Выбрать главу

Еще на суде меня обожгло отношение ко мне людей: ненависть, презрение, гадливость, насмешки... Сначала всё было нормально. Хотя сидели в зале все свои, сельские, но мало кто знал подробности события. Я не мог ни с кем об этом говорить. Я целыми днями сидел дома (даже в школу перестал ходить) и только и делал, что выворачивался из себя чулком от стыда и тоски. На следствии я многого не договаривал, мямлил, что случайно в саду оказался, что не успел помочь и всё в таком духе. А вот тут, на суде, вдруг решил, что мне надо покаяться. Перед народом покаяться в своей трусости, и тогда, думалось, я перешагну этот проклятый барьер, тогда я смогу наконец взглянуть в глаза людям и, главное, Козлу. На него я вообще смотреть не мог, как ни насиловал себя.

И я начал каяться. Правда, я почему-то начал не с топора, а с самого трудного:

- Я л-л-любил Л-л-люсю...

Я смотрел в пол и выдавливал мучительно, как дурную кровь из раны, слово за словом. "Только не надо про розовое на белом, не надо!" - билось в виске... Но я и про это рассказал. И вот когда должно было нахлынуть так страстно ожидаемое облегчение, я глянул в зал, и всё во мне надломилось...

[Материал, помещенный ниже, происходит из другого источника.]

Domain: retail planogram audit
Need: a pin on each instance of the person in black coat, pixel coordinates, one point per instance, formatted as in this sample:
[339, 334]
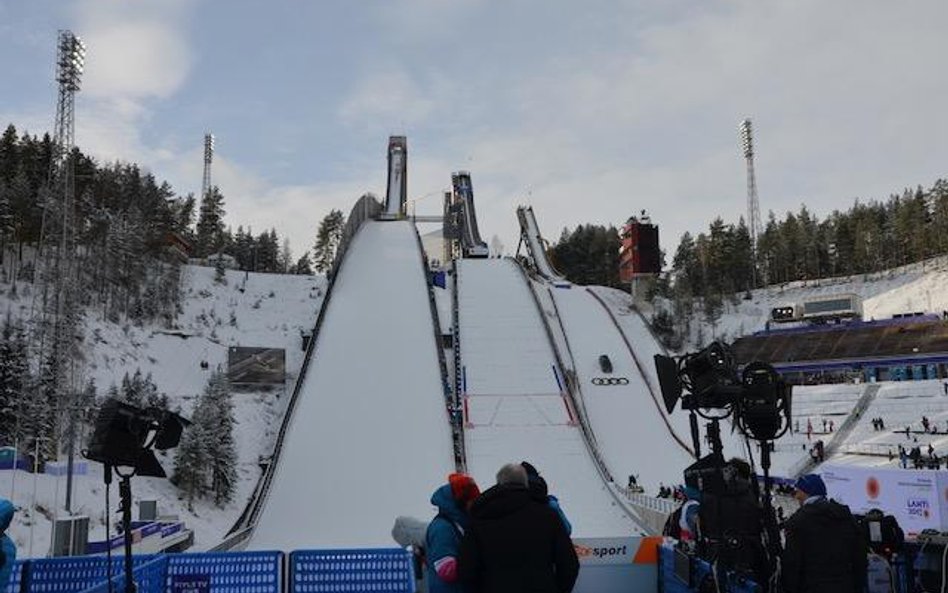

Я понял в ту же минуту, что в селе мне не жить, и потому на следующий день уехал в краевой центр. пошёл работать на стройку, копал поначалу землю (да мне и всё равно было - землю копать, гвозди ли заколачивать или деньги фальшивые печатать), поселили меня в общагу. Сперва приставали и в бригаде, и соседи по комнате, на знакомство набивались, потом бросили. Я знал, что они меня Заикой и Черным Ящиком окрестили, - плевать! Я молчал. Не до них было. Тут это началось.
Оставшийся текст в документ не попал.